Ya. Tepat hari ini kami mengunjungi kabupaten Demak, Jawa Tengah yang lebih terkenal oleh wisatawan muslim dengan sebutan Kota Wali, kota dengan beribu peradaban dan sejarah. Kota agung yang disananyalah terdoktrin ajaran-ajaran islam yang sebelumnya pada abad ke-16 menjadi kota pusat kerajaan besar yang didirikan oleh Raden Patah yang kemudian menjadi kerajaan islam pertama di Pulau Jawa.
Kerajaan islam Demak ini mewariskan salah satu kejayaannya yaitu Masjid Agung Demak yang hingga kini masih selalu dikunjungi oleh para peziarah serta wisatawan domestik maupun manca negara.

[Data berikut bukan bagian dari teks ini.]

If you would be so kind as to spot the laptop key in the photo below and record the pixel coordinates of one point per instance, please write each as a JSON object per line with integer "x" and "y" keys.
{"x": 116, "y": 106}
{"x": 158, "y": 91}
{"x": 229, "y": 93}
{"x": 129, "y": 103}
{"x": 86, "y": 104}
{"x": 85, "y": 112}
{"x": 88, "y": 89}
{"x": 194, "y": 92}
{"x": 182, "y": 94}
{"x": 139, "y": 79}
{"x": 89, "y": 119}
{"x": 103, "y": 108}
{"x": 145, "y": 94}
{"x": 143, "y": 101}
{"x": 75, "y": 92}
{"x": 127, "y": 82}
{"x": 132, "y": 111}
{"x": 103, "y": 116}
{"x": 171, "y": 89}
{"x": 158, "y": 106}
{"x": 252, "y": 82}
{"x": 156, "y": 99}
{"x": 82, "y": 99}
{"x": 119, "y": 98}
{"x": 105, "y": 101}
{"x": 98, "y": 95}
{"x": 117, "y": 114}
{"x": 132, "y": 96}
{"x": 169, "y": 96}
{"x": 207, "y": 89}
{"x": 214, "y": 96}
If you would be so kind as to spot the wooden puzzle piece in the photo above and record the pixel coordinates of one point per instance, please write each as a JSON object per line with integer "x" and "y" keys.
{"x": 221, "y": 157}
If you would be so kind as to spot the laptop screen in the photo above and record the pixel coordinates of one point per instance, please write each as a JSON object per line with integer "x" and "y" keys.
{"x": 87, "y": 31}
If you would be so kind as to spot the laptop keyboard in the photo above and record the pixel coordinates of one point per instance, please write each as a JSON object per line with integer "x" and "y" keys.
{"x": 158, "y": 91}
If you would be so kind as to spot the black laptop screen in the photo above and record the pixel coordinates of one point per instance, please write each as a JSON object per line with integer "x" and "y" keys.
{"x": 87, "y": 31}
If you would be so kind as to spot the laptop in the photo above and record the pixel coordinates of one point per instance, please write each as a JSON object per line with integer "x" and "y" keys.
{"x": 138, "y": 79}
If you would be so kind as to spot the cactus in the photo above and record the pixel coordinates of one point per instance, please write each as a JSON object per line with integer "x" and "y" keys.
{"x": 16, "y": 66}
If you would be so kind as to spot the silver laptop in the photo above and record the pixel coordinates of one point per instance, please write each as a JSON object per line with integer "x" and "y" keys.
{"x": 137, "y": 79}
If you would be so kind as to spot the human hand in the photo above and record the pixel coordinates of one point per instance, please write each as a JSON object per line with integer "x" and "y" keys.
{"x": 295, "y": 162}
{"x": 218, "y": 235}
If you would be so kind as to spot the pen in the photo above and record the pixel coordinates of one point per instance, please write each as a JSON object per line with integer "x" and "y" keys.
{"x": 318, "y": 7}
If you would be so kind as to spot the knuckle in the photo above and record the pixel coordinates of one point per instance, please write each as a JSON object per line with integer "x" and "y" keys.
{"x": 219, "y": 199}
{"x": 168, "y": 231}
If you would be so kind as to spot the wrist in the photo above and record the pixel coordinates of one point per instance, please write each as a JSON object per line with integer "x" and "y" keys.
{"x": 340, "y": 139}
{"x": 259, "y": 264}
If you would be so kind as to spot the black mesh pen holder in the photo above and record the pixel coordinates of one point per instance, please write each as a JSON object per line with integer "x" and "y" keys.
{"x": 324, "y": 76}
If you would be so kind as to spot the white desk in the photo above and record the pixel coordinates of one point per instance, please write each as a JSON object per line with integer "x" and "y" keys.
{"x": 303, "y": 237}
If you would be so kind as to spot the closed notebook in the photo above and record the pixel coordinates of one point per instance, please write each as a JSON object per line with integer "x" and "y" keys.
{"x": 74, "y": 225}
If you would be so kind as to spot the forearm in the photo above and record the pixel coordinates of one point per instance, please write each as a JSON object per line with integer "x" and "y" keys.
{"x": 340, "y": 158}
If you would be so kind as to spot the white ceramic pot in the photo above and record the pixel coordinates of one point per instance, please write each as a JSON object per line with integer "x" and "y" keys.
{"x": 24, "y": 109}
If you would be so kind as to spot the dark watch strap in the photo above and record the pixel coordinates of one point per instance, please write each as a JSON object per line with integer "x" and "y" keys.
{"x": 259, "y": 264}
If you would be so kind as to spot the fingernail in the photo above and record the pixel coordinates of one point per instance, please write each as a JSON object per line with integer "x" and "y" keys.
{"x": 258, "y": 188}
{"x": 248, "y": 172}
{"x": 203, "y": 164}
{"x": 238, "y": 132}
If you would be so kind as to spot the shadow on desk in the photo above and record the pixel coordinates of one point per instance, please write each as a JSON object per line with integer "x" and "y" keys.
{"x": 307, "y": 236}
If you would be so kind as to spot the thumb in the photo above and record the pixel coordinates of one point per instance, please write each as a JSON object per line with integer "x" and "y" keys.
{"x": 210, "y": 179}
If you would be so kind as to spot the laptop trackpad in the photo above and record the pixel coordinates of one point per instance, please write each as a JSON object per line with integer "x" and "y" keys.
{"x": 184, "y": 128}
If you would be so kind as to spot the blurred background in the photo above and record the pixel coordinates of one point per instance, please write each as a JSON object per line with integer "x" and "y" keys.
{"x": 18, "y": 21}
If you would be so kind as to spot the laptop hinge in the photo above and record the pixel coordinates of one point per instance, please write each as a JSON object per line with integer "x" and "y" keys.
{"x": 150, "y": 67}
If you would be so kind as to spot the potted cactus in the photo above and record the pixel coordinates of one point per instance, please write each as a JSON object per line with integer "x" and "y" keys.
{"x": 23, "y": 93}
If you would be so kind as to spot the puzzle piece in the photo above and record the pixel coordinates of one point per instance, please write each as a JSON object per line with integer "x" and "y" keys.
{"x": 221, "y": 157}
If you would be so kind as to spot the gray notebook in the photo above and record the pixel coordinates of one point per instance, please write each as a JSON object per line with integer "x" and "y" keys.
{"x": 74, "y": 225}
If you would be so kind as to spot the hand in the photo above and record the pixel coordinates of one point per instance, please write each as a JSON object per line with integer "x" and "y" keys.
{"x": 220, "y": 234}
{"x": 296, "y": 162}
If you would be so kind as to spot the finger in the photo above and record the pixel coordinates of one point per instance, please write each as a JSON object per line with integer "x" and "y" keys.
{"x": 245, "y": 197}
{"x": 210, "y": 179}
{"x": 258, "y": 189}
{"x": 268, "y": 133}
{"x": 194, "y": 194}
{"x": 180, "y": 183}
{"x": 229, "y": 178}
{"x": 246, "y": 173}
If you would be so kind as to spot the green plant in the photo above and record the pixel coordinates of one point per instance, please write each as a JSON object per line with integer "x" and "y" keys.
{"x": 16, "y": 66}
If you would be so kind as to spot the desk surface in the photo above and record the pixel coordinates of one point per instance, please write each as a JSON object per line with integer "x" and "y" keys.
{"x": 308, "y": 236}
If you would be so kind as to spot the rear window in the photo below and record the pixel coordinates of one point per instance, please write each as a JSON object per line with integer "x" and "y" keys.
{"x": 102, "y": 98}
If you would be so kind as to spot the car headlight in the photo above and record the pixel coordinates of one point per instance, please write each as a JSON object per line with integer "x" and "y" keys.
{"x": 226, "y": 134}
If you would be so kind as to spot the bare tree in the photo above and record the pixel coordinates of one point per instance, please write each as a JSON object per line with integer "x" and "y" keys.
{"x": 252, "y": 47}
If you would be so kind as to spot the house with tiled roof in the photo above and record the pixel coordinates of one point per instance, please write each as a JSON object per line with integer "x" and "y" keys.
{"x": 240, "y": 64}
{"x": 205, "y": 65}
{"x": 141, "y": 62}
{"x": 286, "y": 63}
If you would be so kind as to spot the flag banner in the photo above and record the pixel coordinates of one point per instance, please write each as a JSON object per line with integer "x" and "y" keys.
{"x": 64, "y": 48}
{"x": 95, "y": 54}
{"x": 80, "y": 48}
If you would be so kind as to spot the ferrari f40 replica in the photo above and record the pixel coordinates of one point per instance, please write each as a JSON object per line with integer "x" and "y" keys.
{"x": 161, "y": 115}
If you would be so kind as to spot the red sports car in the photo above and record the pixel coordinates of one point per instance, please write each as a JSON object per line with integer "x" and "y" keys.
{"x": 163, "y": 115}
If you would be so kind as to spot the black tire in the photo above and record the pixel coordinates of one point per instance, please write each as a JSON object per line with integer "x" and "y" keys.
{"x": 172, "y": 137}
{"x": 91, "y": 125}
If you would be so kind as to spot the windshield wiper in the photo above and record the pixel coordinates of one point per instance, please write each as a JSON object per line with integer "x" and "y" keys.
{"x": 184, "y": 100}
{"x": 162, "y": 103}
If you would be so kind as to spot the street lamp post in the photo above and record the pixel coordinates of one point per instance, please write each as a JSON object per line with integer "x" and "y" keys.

Kota ini menduduki rangking kedua setelah Candi Borobudur dalam hal banyaknya jumlah pengunjung.
Butuh waktu kurang lebih satu jam perjalanan menggunakan bus dari kota Semarang menuju kabupaten Demak. Setibanya di Demak, kami mengitari alun-alun yang di sepanjang jalan masuknya tumbuh berjejer pohon waringin (beringin). Matahari mulai mencakar langit-langit, udara memang terasa panas namun, tidak menyengat karena banyak pepohonan dan rerumputan hijau yang membuat alun-alun begitu asri.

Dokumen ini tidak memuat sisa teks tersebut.